If it's something like a hot flash then it could be the side-effect from the Levo as it can take a few weeks to develop side-effects. Especially since your doses have been so up and down.
I don't think the changes in your dose has helped. Did your GP change your dose in this way? Not everyone reacts the same way to the Levo, regardless of how much their dose has been decreased or increased. Same if anyone takes T3 medication or NDT - in fact any medication for that matter!
Sorry, I meant to explain that even if you do have hypo symptoms it is quite common to get some hyper ones at the same time. Hyper ones can include sweating/feeling hot but that doesn't mean to say you need to have every single hyper symptom to be in a hyper phase if that makes sense. Just that they seem to be more prominent.
With me, I get hot very easily, constipated, tired and start losing weight. So I get hypo and hyper ones at the same time.
By the same token I can get cold very easily, gain a little bit of weight and very hyperactive. Again, a mixture of both hyper and hypo too.

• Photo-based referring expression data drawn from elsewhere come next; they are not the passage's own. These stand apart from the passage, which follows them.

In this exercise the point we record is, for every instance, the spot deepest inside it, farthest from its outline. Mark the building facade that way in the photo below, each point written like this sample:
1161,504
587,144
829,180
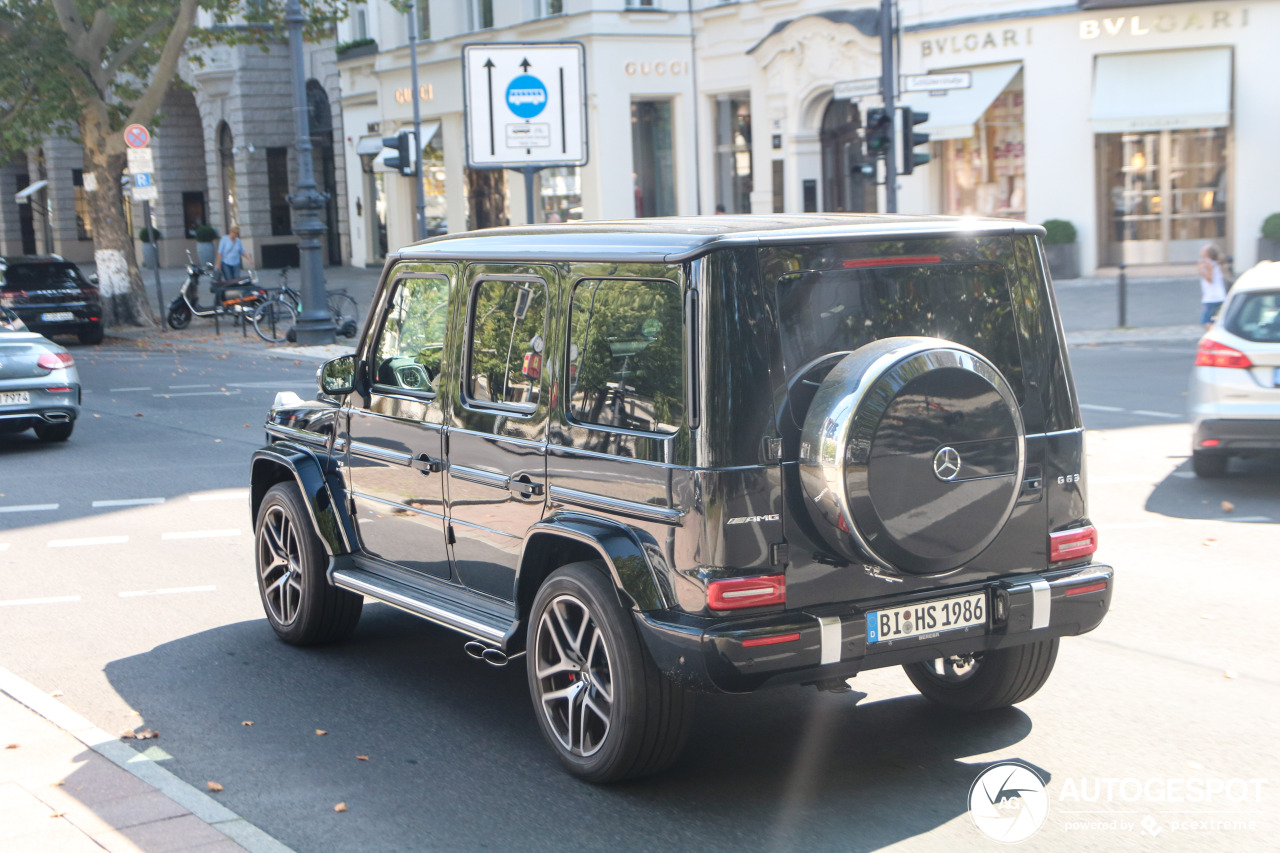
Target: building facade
1144,124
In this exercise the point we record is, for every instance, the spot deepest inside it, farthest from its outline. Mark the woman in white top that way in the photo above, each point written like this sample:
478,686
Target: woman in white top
1212,287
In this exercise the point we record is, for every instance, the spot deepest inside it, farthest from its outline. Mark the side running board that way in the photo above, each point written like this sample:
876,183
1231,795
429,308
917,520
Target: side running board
487,626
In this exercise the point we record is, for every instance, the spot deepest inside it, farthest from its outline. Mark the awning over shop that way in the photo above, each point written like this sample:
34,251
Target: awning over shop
1162,90
952,115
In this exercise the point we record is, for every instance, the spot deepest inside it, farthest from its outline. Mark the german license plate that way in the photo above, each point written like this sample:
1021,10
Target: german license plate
929,619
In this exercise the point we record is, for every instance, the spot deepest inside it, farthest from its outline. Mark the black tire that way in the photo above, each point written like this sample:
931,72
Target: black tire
178,316
648,715
301,605
54,432
1210,466
992,680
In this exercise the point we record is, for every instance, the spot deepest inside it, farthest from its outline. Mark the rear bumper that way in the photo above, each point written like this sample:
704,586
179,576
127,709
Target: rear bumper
709,653
1238,434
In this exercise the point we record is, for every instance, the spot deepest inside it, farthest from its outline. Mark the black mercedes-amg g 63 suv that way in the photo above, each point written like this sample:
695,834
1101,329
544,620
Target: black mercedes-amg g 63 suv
667,456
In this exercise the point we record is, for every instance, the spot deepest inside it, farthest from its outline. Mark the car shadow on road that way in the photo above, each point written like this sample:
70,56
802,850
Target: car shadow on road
1251,487
455,755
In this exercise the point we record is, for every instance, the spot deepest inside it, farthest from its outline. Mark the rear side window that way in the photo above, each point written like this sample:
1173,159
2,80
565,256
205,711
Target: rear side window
626,355
507,337
1256,316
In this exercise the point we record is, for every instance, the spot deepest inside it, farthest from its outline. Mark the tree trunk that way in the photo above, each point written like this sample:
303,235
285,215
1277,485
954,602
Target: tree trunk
487,190
124,300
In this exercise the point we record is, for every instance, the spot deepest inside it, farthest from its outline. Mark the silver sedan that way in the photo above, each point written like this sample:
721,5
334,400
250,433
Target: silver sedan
1235,383
39,384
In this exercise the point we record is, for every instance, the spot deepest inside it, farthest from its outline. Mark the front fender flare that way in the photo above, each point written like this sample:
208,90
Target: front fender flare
316,479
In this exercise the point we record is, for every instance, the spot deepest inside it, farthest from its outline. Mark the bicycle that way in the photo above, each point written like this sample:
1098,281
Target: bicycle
275,318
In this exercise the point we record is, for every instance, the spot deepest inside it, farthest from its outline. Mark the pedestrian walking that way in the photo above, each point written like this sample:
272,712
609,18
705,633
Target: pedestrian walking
231,252
1212,284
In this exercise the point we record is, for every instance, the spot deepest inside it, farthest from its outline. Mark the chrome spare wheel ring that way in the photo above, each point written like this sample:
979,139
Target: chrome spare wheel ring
575,675
279,565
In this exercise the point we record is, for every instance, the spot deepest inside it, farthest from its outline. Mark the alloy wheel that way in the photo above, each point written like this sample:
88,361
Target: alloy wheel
575,675
279,565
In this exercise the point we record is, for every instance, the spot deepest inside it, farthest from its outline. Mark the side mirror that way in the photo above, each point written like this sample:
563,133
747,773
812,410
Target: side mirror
337,377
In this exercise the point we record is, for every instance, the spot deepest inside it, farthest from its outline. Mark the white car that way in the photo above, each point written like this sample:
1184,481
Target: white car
1235,383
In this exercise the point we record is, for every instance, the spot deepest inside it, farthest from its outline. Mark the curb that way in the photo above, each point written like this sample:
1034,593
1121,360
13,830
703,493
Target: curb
191,798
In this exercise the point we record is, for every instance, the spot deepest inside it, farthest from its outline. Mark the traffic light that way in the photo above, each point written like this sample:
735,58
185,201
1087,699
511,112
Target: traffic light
403,159
880,132
910,138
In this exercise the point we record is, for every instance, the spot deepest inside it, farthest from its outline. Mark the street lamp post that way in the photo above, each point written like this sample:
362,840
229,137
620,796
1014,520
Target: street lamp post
315,325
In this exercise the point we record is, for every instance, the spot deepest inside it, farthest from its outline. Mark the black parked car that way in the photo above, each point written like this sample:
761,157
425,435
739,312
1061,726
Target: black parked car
51,296
676,455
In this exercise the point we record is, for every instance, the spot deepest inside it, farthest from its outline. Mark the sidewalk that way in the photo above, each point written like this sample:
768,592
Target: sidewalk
69,787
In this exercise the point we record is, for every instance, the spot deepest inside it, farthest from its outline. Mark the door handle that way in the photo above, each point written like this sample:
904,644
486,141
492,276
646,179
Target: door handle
426,464
524,487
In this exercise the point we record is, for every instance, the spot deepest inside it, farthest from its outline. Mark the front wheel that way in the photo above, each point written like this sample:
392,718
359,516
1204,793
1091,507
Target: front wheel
273,320
179,315
301,605
986,680
599,699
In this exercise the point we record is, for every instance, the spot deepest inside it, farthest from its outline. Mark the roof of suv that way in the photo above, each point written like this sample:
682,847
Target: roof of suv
676,238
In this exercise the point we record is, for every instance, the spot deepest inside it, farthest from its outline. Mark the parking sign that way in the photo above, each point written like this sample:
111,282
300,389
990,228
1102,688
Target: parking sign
525,104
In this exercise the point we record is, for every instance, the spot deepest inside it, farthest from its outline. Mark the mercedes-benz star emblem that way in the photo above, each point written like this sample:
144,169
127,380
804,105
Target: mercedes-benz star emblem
946,464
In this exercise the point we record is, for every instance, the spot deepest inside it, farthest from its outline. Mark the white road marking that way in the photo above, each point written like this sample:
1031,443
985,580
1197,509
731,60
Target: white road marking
222,496
56,600
201,534
167,592
88,541
128,502
200,393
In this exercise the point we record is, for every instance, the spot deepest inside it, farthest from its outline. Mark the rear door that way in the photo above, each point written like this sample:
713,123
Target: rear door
497,474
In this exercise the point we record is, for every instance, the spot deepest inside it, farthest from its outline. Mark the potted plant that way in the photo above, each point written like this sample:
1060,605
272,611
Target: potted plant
1060,250
150,252
205,238
1269,243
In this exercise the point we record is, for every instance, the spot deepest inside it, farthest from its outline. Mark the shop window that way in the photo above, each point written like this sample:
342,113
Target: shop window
986,174
734,153
654,169
278,191
507,337
626,355
83,222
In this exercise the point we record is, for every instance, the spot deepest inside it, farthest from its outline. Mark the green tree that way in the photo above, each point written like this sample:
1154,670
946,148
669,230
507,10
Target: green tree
90,68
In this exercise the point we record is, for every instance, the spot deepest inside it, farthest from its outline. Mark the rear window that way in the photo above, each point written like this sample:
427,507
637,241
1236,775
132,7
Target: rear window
41,277
840,310
1256,316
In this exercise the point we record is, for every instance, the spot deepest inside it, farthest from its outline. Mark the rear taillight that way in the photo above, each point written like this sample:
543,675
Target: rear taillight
1072,544
737,593
55,360
1211,354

I meant to explain (although not very well!) that although your TSH is 1.99, according to the medical community in the States, a patient's TSH should ideally be 1 or under. We are not in the states I know, but most people feel better with a TSH of 1 or under and their FT4 levels to be at the higher end of the range:
"In their guidelines, the National Academy of Clinical Biochemistry reported that: "In the future, it is likely that the upper limit of the serum TSH euthyroid reference range will be reduced to 2.5 mIU/L because 95% of rigorously screened normal euthyroid volunteers have serum TSH values between 0.4 and 2.5 mIU/L." They also stated that "a serum TSH result between 0.5 and 2.0 mIU/L is generally considered the therapeutic target for a standard L-T4 replacement dose for primary hypothyroidism."
So your TSH is 0.99 points under range. This is not taking NHS guidelines into account as so many people including me feel absolutely terrible with a TSH of even 2.7! I'm not saying ignore what your GP is telling you what the ideal TSH should be as they are only going on what they have been taught and trained to know, but more the case that having a TSH straight down the middle is not exactly a "one size fits all".